Computational systems biology has emerged as the dominant framework for analyzing high-dimensional “omics” data in order to uncover the relationships among molecules, networks and disease. In particular, many of the core methodologies are based on statistical modeling, including machine learning, stochastic processes and statistical inference. We will cover the key aspects of this methodology, including measuring associations, testing multiple hypotheses, and learning predictors, Markov chains and graphical models. In addition, by studying recent important articles in cancer systems biology, we will illustrate how this approach enhances our ability to annotate genomes, discover molecular disease networks, detect disease, predict clinical outcomes, and characterize disease progression. Whereas a solid foundation in probability and statistics is necessary, no prior exposure to molecular biology is required (although helpful) and the course may be accessible to advanced undergraduates.

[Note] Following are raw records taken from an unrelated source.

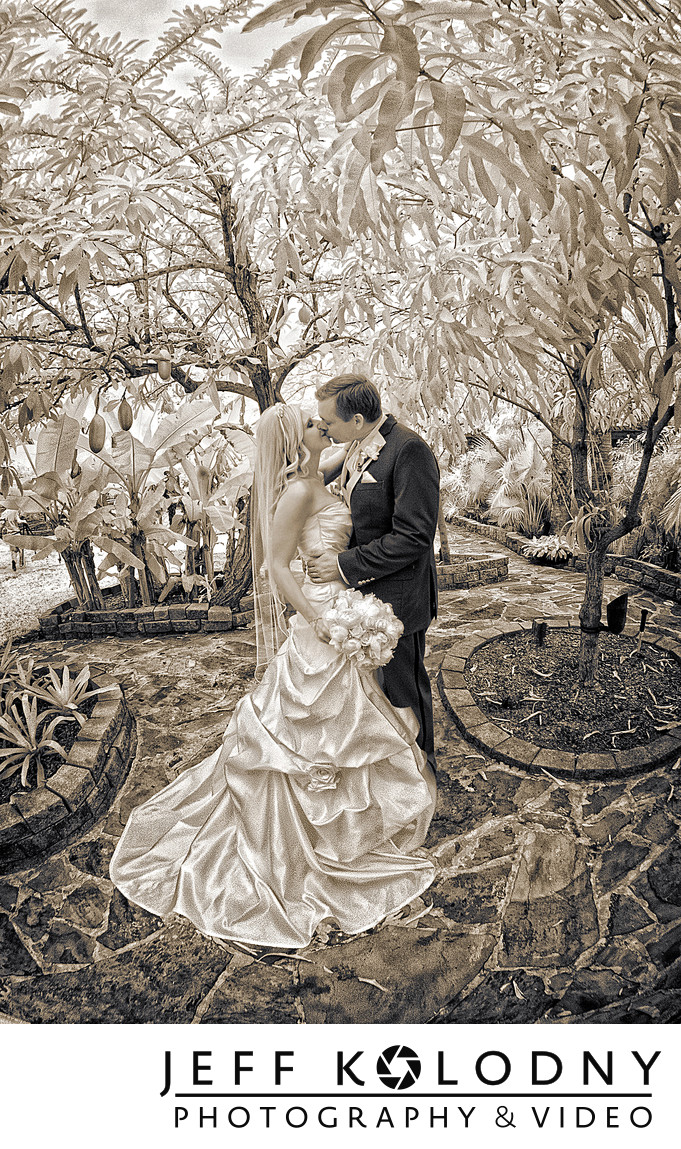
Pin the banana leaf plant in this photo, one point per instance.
(66, 498)
(114, 500)
(208, 508)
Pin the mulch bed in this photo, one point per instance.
(531, 691)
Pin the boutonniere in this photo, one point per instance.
(369, 454)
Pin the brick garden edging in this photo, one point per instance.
(67, 621)
(36, 823)
(649, 577)
(487, 735)
(474, 570)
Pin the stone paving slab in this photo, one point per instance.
(556, 901)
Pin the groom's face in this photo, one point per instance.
(335, 428)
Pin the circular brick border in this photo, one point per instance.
(498, 743)
(647, 576)
(68, 621)
(36, 823)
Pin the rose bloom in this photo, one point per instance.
(322, 778)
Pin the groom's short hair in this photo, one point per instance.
(354, 394)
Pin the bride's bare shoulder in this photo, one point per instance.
(298, 498)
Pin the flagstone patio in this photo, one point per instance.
(556, 901)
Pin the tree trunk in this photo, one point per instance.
(144, 583)
(445, 553)
(87, 560)
(602, 462)
(77, 578)
(560, 485)
(129, 587)
(589, 617)
(238, 569)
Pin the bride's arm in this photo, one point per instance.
(293, 509)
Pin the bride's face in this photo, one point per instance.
(315, 439)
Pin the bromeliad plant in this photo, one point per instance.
(33, 702)
(550, 548)
(25, 738)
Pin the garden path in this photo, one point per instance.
(556, 901)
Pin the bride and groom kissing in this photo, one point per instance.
(317, 802)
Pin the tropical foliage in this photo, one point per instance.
(33, 702)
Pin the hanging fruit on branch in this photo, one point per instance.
(163, 363)
(97, 433)
(124, 415)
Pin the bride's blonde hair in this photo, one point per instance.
(281, 454)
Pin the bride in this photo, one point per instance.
(314, 807)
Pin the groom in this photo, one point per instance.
(392, 485)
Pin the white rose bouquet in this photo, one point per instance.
(363, 629)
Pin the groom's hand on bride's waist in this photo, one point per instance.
(324, 568)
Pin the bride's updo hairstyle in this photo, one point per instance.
(280, 455)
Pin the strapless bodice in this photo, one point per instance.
(329, 529)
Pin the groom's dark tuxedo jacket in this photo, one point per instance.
(394, 522)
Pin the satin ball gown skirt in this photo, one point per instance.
(308, 811)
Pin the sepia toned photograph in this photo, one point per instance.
(340, 516)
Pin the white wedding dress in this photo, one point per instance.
(309, 809)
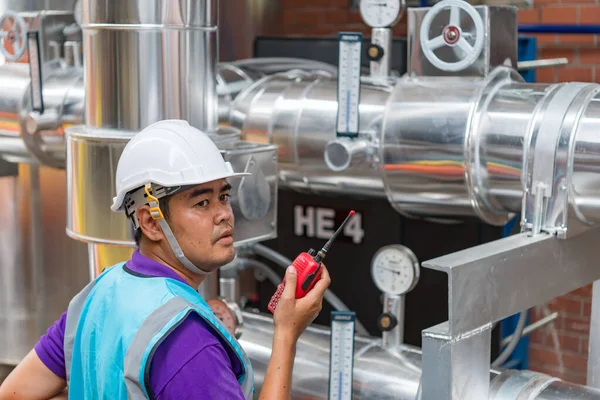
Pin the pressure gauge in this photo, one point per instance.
(395, 269)
(380, 13)
(78, 11)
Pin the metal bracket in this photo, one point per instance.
(482, 289)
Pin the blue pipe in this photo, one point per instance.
(535, 28)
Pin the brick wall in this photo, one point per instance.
(559, 349)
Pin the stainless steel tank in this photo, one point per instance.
(41, 268)
(383, 373)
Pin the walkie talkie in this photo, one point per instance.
(308, 268)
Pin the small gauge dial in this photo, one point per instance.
(380, 13)
(224, 314)
(395, 269)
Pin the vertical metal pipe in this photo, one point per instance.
(593, 370)
(394, 305)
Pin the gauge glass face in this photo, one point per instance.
(379, 13)
(393, 271)
(224, 314)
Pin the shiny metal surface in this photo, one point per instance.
(380, 373)
(593, 367)
(27, 137)
(394, 304)
(440, 147)
(158, 62)
(482, 289)
(297, 111)
(499, 41)
(41, 268)
(456, 367)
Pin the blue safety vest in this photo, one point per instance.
(117, 321)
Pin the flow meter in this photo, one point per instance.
(395, 271)
(381, 16)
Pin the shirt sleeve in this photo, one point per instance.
(50, 348)
(208, 375)
(192, 363)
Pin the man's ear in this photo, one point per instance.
(149, 226)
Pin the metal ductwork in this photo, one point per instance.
(384, 373)
(442, 141)
(433, 146)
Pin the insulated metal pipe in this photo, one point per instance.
(158, 61)
(382, 373)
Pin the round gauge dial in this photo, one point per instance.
(395, 269)
(380, 13)
(224, 314)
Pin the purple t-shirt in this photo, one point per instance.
(190, 363)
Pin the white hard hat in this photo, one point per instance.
(166, 154)
(169, 153)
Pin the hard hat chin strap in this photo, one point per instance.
(157, 214)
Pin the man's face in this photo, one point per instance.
(202, 220)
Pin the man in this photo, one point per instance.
(141, 330)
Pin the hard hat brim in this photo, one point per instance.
(117, 205)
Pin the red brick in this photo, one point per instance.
(589, 56)
(587, 305)
(575, 362)
(545, 39)
(355, 18)
(559, 15)
(543, 368)
(565, 305)
(543, 355)
(539, 336)
(585, 291)
(589, 15)
(577, 40)
(560, 52)
(531, 16)
(575, 74)
(576, 324)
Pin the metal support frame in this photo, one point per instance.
(490, 282)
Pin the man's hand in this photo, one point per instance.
(292, 316)
(32, 380)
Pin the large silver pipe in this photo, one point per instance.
(381, 373)
(434, 146)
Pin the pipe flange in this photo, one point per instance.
(476, 164)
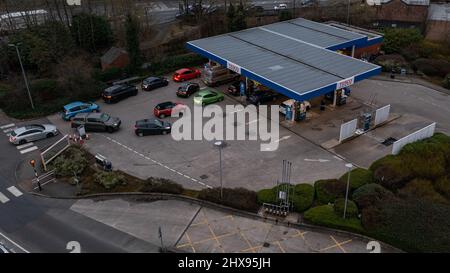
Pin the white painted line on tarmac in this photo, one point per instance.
(7, 126)
(14, 243)
(3, 198)
(14, 191)
(20, 147)
(28, 150)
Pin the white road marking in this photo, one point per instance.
(14, 243)
(3, 198)
(20, 147)
(14, 191)
(28, 150)
(316, 160)
(7, 126)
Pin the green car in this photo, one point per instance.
(207, 96)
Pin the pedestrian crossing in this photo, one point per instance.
(12, 191)
(24, 148)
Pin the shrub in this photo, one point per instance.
(325, 216)
(161, 185)
(72, 161)
(109, 180)
(358, 177)
(303, 197)
(368, 194)
(352, 209)
(423, 189)
(442, 185)
(328, 190)
(238, 198)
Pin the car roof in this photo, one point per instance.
(73, 104)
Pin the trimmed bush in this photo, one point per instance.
(162, 185)
(325, 216)
(238, 198)
(328, 190)
(352, 209)
(72, 161)
(358, 177)
(422, 189)
(109, 180)
(303, 197)
(442, 185)
(368, 194)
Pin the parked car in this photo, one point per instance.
(118, 92)
(151, 83)
(76, 107)
(280, 6)
(208, 96)
(187, 89)
(152, 127)
(165, 109)
(289, 103)
(100, 122)
(262, 97)
(32, 132)
(235, 88)
(186, 74)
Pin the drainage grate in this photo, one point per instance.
(389, 141)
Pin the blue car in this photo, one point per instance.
(71, 109)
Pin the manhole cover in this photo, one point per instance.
(389, 141)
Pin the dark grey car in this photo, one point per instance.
(96, 122)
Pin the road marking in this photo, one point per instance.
(3, 198)
(14, 191)
(14, 243)
(28, 150)
(20, 147)
(316, 160)
(7, 126)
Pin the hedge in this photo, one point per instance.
(238, 198)
(325, 216)
(161, 185)
(328, 190)
(352, 209)
(358, 177)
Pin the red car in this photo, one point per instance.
(165, 109)
(186, 74)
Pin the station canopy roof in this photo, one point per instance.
(292, 57)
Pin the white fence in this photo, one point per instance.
(54, 150)
(417, 135)
(348, 129)
(382, 114)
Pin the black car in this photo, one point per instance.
(235, 88)
(187, 89)
(262, 96)
(152, 126)
(151, 83)
(118, 92)
(99, 122)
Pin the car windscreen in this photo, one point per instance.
(104, 117)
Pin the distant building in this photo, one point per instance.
(438, 25)
(20, 19)
(115, 57)
(400, 13)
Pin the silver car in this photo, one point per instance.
(32, 132)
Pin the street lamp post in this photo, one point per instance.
(23, 73)
(349, 166)
(219, 144)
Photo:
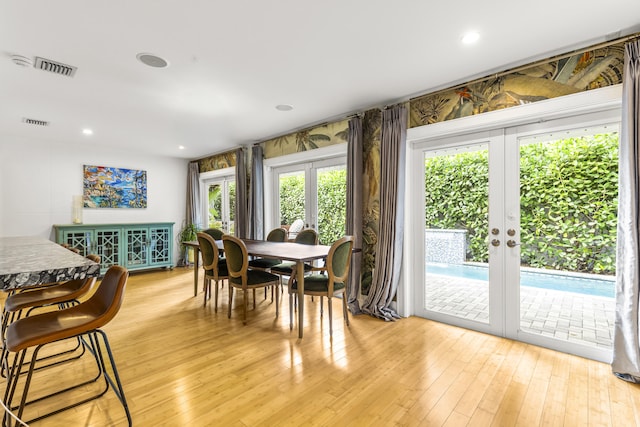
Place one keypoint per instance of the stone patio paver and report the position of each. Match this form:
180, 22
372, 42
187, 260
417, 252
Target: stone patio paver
580, 318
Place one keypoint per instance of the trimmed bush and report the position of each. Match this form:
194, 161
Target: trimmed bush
568, 202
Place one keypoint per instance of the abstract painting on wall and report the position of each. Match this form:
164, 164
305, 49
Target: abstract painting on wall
106, 187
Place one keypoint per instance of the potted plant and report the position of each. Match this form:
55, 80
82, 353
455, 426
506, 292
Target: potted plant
188, 233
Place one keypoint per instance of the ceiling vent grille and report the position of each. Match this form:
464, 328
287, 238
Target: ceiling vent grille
35, 122
55, 67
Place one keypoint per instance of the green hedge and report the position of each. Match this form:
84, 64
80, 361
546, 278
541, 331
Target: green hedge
568, 202
332, 203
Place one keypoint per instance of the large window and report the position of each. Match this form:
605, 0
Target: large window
513, 227
219, 198
309, 194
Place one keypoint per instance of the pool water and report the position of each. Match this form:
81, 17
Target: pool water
604, 287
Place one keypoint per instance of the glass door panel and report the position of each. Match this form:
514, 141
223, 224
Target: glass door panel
456, 251
221, 199
331, 195
313, 195
567, 241
215, 205
292, 200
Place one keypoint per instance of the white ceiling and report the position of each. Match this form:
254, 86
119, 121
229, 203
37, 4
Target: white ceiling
232, 62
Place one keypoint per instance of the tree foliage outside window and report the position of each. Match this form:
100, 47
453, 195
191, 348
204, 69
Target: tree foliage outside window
332, 202
568, 202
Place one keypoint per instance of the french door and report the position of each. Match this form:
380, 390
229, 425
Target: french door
311, 195
219, 195
527, 258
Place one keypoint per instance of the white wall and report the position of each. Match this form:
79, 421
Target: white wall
38, 179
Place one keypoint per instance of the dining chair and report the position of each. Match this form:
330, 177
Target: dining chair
307, 236
333, 283
214, 270
85, 321
241, 277
216, 233
63, 295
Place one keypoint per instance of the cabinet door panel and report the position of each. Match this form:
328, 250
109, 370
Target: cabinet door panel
137, 242
160, 241
108, 247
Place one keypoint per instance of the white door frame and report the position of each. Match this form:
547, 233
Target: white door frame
221, 176
319, 157
605, 100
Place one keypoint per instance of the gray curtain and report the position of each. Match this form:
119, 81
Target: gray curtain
386, 274
626, 343
193, 196
241, 219
256, 201
354, 208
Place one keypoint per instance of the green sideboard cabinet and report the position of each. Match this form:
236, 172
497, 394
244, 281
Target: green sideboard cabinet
135, 246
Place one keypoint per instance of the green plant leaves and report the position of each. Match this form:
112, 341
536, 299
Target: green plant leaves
568, 202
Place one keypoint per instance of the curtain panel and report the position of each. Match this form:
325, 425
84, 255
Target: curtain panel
386, 275
241, 214
193, 196
354, 208
256, 196
626, 342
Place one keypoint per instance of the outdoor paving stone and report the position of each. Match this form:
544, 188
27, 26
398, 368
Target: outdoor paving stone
566, 310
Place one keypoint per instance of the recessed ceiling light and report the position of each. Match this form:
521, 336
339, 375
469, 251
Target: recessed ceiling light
470, 37
152, 60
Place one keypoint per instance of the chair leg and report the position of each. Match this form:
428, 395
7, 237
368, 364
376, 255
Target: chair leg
290, 311
98, 354
345, 311
277, 297
244, 315
204, 291
215, 308
330, 315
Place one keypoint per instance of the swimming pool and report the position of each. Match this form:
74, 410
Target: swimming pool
559, 281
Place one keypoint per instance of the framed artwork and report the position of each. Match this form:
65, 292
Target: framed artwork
106, 187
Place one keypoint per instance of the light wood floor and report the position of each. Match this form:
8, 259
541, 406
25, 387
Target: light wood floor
184, 365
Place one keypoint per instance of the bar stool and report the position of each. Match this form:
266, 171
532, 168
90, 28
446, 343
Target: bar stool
80, 321
63, 294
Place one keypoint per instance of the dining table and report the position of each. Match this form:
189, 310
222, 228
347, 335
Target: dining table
287, 251
31, 261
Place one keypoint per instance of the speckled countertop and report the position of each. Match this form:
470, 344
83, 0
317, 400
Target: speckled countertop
31, 261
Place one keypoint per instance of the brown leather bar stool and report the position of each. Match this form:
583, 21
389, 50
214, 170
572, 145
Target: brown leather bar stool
63, 294
80, 321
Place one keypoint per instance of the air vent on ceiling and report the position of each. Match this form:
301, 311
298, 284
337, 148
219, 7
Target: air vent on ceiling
35, 122
55, 67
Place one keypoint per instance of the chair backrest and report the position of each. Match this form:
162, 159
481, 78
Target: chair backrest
296, 226
95, 258
277, 235
308, 236
339, 259
107, 300
209, 250
237, 258
216, 233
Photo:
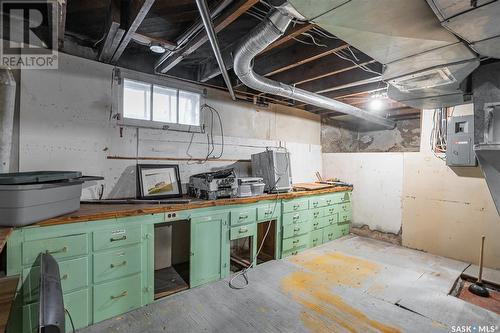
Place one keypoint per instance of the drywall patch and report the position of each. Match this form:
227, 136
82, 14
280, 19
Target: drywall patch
365, 231
338, 137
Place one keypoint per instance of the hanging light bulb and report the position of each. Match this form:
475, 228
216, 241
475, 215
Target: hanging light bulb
377, 102
157, 48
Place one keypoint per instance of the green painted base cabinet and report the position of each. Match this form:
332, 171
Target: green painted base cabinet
107, 267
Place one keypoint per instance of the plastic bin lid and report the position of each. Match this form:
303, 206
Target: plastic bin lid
35, 177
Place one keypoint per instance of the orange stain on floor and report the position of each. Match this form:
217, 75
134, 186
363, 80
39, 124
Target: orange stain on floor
324, 311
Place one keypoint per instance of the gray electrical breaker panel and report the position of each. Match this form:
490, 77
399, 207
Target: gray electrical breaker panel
460, 141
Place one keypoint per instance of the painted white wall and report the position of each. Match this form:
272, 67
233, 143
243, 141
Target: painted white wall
65, 125
440, 209
378, 184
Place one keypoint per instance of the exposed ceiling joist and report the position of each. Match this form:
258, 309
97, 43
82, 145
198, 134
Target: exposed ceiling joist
145, 39
114, 32
137, 12
210, 69
307, 60
234, 11
355, 76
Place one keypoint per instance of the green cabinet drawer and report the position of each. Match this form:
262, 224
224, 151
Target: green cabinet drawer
58, 247
296, 217
344, 229
243, 215
243, 231
295, 205
317, 202
298, 229
117, 263
317, 213
294, 251
345, 212
328, 220
295, 242
268, 212
339, 197
73, 272
77, 304
345, 216
330, 233
116, 237
316, 238
332, 210
116, 297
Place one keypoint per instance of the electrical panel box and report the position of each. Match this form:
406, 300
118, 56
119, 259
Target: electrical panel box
460, 141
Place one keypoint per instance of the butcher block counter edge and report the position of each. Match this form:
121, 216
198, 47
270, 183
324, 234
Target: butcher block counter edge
96, 212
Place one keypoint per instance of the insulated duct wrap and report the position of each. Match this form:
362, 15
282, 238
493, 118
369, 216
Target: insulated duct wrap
269, 30
7, 102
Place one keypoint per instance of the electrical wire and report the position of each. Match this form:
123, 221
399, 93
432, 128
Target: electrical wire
210, 137
438, 139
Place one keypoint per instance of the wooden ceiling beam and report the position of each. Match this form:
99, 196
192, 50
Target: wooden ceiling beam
61, 13
234, 11
342, 79
138, 10
114, 32
145, 39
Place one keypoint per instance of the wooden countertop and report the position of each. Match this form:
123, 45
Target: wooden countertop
8, 286
94, 212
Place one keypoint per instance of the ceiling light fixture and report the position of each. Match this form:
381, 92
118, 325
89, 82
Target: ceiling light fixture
157, 48
377, 102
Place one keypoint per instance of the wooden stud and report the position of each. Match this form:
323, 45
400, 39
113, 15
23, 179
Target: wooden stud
114, 34
138, 11
168, 61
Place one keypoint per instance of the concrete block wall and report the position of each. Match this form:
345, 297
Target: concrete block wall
65, 124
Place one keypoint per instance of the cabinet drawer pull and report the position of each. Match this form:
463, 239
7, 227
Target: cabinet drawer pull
118, 239
123, 294
64, 249
123, 263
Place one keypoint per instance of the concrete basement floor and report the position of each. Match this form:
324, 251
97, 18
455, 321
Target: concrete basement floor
353, 284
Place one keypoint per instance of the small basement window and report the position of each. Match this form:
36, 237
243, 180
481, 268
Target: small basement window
151, 105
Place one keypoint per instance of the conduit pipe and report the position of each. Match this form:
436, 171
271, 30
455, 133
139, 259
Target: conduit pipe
7, 102
269, 30
212, 37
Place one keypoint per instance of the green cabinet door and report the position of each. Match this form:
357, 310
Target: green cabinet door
208, 233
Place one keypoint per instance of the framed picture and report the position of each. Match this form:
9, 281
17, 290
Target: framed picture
157, 181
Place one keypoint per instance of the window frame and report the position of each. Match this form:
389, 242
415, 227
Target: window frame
151, 80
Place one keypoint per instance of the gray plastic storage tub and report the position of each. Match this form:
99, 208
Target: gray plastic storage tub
30, 203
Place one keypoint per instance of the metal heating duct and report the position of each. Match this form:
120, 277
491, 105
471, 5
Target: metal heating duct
269, 30
7, 101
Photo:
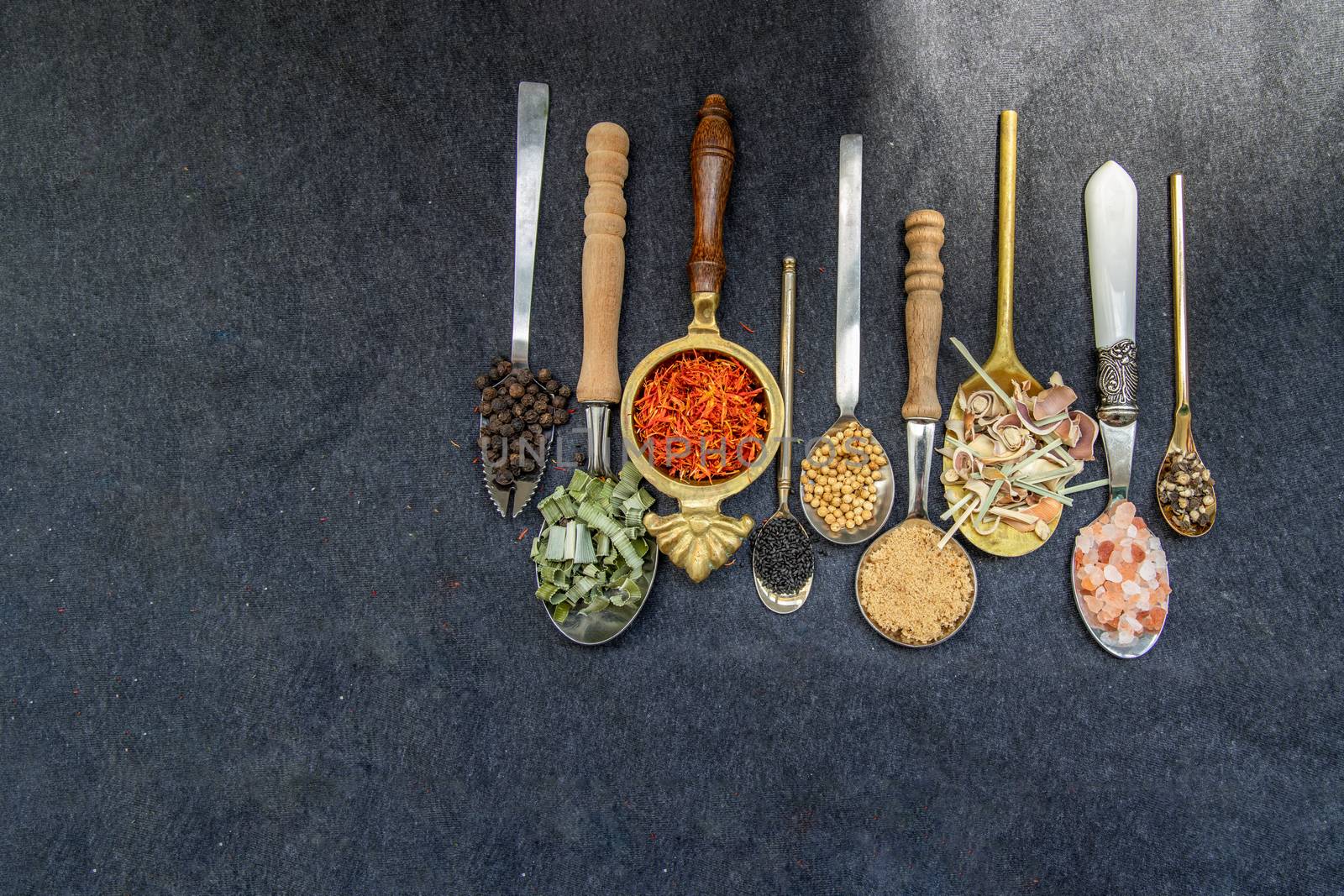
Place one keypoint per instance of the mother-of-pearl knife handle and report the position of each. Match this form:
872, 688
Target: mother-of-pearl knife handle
1112, 206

A “readings” course organized around exceptional research articles in the recent literature in translational bioinformatics, systems biology and computational molecular medicine. Biomedical research has been transformed by the development of “omics” and other technologies. As a result, statistical learning, modeling and inference have emerged as core methodologies for analyzing these data to uncover the relationships between molecules, networks and disease, where knowledge extraction is formulated as a problem in high-dimensional pattern recognition. The papers are selected to illustrate how this methodology enhances our ability to annotate genomes, discover molecular disease networks, detect disease subtypes, predict clinical outcomes, and characterize disease progression, focusing mostly on human cancers. One major objective is to prepare students to comfortably read articles which involve machine learning and mathematical modeling. The papers will be presented by the students. However, all student expositions will be preceded by comprehensive “tutorials” by the instructor on the various computational and theoretical aspects required for understanding the papers.
Statistical modeling and inference, inductive learning and information theory together provide a cohesive framework for machine perception, which amounts to building a data-description machine converting physical measurements (images, molecular counts, etc.) to interpretations or descriptions. Recurring themes include quantifying uncertainty, estimating generalization error, model complexity, the bias/variance dilemma, small-sample learning and estimating interactions. Various problems in computational vision, speech and biology will be analyzed in this context, including visual tracking, object recognition, language modeling, molecular cancer diagnosis and learning gene networks.